Showing the effects of the chemotherapy and radiation for his lung cancer, which was diagnosed shortly after his dismissal due to the Jerry Sandusky sex abuse scandal, a feeble-voiced Paterno admitted not knowing "which way to go" after an assistant coach Mike McQueary came to him in 2002 with the news that he had seen defensive coordinator Jerry Sandusky sexually abusing a boy.
With those doubts in his mind, Paterno says he waited a day after he hearing McQueary's allegation before reporting it to his superiors.
That dialogue and timeline are certainly key elements in the pending court proceedings surrounding the scandal.
At news conferences prior to last November's crippling PSU revelations, we had seen Paterno beginning to show his age, that distinctive and once-commanding Brooklyn voice slipping a bit as he sparred with sports writers about his Lions. But that steady decline over the past few seasons can't compare with health-draining physical toll of the last three months, including the cancer, a broken hip and the emotions of the Sandusky nightmare.
I was in Tampa's Raymond James Stadium on New Year's a little over a year ago to watch Penn State and Florida tangle in the Outback Bowl. The focus that day was as much about the coaches – the immortal JoPa versus the great Urban Meyer, who was coaching his final game for the Gators.
As in any other major bowl in the Paterno era, Penn State fans were giddy that day, the university once again basking in the limelight of a multi-million payday for a nationally televised game. In the business of big time college football, there's no better recruiting tool than for a school to appear in a New Year's bowl game, something that Paterno made a habit of doing during his 46 years as head coach.

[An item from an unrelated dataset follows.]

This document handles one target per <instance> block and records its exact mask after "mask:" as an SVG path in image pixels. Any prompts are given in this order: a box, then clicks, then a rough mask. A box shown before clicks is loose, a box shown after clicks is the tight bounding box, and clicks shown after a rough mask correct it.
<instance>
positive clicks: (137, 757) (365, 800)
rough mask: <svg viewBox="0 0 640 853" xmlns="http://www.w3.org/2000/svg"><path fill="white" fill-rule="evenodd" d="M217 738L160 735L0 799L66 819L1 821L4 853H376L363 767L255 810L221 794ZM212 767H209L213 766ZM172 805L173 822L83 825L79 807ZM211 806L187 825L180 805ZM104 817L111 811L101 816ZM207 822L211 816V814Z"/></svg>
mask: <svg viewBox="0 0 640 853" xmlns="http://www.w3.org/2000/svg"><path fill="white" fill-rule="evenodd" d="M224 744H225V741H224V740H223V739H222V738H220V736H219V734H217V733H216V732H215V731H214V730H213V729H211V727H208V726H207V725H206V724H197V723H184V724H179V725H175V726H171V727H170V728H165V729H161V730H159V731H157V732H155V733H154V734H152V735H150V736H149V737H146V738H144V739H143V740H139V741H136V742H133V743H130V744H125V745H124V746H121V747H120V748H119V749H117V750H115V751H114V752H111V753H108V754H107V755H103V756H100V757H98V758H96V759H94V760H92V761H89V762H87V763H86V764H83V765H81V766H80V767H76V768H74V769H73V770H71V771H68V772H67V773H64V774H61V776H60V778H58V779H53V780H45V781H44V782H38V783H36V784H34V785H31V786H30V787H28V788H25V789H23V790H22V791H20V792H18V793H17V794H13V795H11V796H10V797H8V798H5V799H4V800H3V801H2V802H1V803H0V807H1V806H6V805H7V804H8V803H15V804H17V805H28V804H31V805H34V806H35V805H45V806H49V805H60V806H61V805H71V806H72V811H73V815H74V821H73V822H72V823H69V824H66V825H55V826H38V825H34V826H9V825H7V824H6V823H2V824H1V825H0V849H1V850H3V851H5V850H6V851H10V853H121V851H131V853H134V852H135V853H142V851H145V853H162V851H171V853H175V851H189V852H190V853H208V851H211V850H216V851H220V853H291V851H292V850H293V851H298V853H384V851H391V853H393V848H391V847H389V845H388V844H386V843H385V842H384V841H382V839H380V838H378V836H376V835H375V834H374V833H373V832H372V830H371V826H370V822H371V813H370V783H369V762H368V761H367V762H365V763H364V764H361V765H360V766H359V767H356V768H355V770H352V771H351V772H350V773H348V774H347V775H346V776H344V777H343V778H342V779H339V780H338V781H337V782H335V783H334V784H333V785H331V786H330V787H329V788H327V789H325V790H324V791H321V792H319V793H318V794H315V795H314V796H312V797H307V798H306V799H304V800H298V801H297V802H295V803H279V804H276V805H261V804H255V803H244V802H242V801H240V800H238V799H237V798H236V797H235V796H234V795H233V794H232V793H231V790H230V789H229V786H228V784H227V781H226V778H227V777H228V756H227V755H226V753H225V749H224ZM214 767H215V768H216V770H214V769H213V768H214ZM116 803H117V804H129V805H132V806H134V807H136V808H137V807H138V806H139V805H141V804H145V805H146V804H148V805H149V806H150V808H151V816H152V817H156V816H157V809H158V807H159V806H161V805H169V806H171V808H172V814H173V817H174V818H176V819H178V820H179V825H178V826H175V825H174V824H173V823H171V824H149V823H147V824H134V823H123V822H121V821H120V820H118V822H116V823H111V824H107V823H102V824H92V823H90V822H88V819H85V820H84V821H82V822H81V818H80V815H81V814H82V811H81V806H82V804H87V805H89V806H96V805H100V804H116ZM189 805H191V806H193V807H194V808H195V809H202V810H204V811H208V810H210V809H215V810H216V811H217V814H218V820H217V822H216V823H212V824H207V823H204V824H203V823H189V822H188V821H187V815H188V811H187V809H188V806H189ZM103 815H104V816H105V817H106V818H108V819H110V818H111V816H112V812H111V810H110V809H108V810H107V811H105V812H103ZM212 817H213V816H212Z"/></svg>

Though JoPa's coaching years seemed to be numbered a year ago, there was no indication that his formula for sustaining his football empire would ever end. Despite the loss to Florida in that game, Penn State recruiting base seemed as solid as ever – the Paterno system as unchanging as the white helmets with the blue stripe.
Then came the sexual abuse bombshell against former assistant Jerry Sandusky last November, which toppled not only a football program, but the very power base in Nittany Nation.
The allegations that have rocked the university only prove that in this media frenzied age, it's very difficult for a major football program to remain insulated from the outside world. No longer can a major program – not even one as storied as the one built by a walking legend like Joe Paterno, whose own bronzed likeness stands outside Beaver Stadium – can hide from the relentless scrutiny of today's 24-hour media market.